All-red Map

By Edelweiss_Cath

Fahrenheit 451

“Do you think Professor Faber died in the end?”
“He died. He led Montag to freedom, and if he couldn't go with Montag...it's connoted that he would never reach freedom.”
“And how about Clarisse? Why was she killed in a car accident-such a casual way of dealing with the death of an important character?”
“She didn't die in the accident-she was the woman who got burnt alive with her books. She was the woman who defended the right to read till death. There was a connotation-when the firemen drove past Clarisse's house they started to talk about the woman who died in the conflagration.”
Such deep connotations in Fahrenheit 451°...! It's definitely my favourite book now. Though quite sad my second favourite character Prof Faber died, I was happy to find out Clarisse was the woman burnt alive shouting“You can't ever have my books”. Cuz I always take that woman as my favourite character, and I wonder why it's not Clarisse-now I have the answer from Miss Goetz. These two characters are exactly the same person. Everything is clear. Sentimental though-I take F451 as the book with the least depression and the strongest sense of hope amongst all the 3 dystopian novels assigned through Y4. I still think it's a book of hope, but I get to realise its costs. The hope for Montag is established at large costs-so large that I now understand more why they say “books have people's souls hidden inside”. Each man had a book he wanted to remember, and did.
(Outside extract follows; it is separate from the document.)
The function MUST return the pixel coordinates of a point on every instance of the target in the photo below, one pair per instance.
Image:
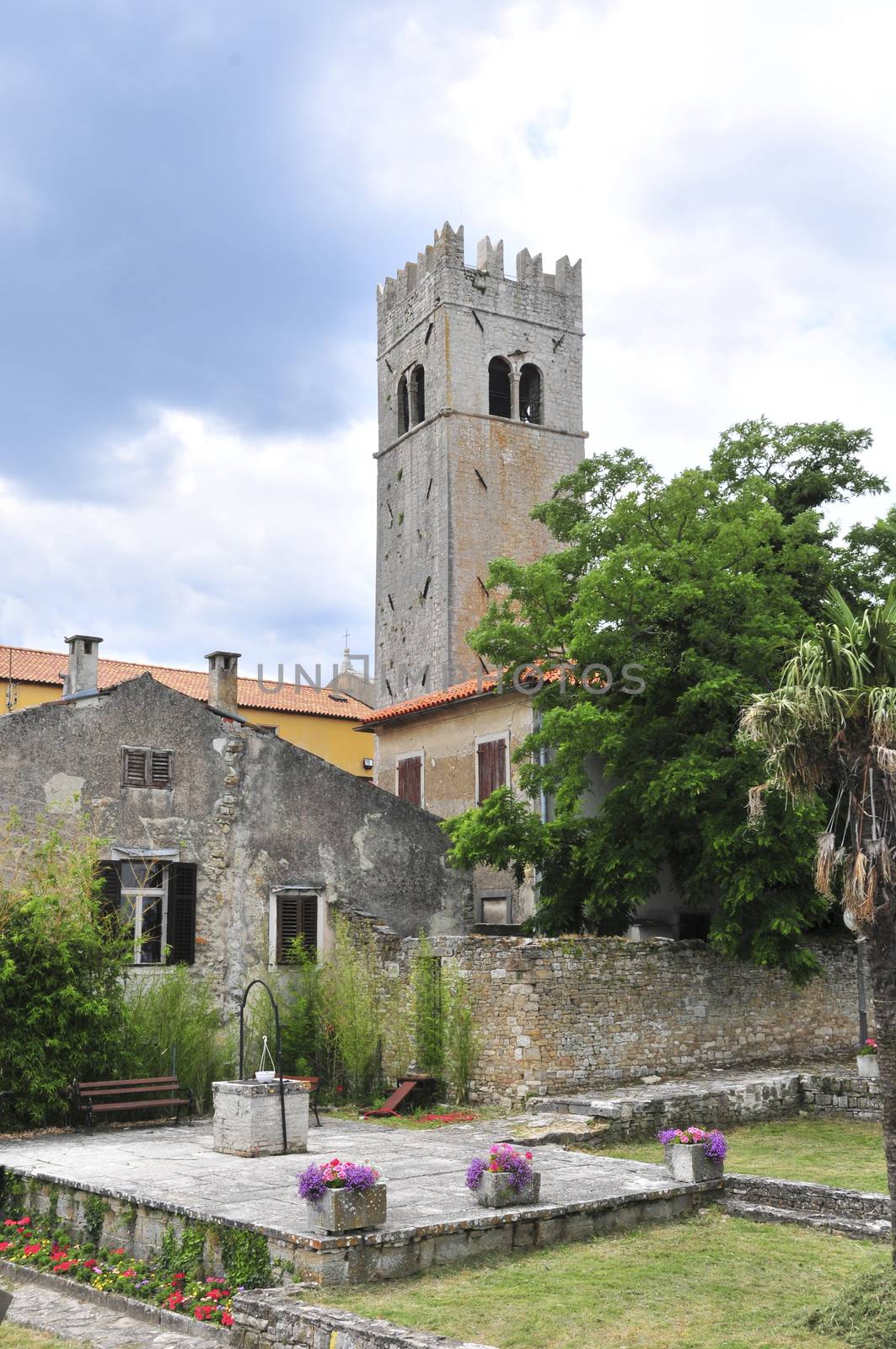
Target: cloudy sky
(197, 200)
One shares others' souls while reading-the souls of the people who wrote it, the souls of the people who read it before you do, and the souls of the people who sacrifice for it.
There's the scarlet thread of the Pathos running through the colourful and complicated plots of literature work. Our duty is to unravel it, and isolate it, and expose every inch of it.



p.s. the pic is my favourite corner in the library. it's another "my place"!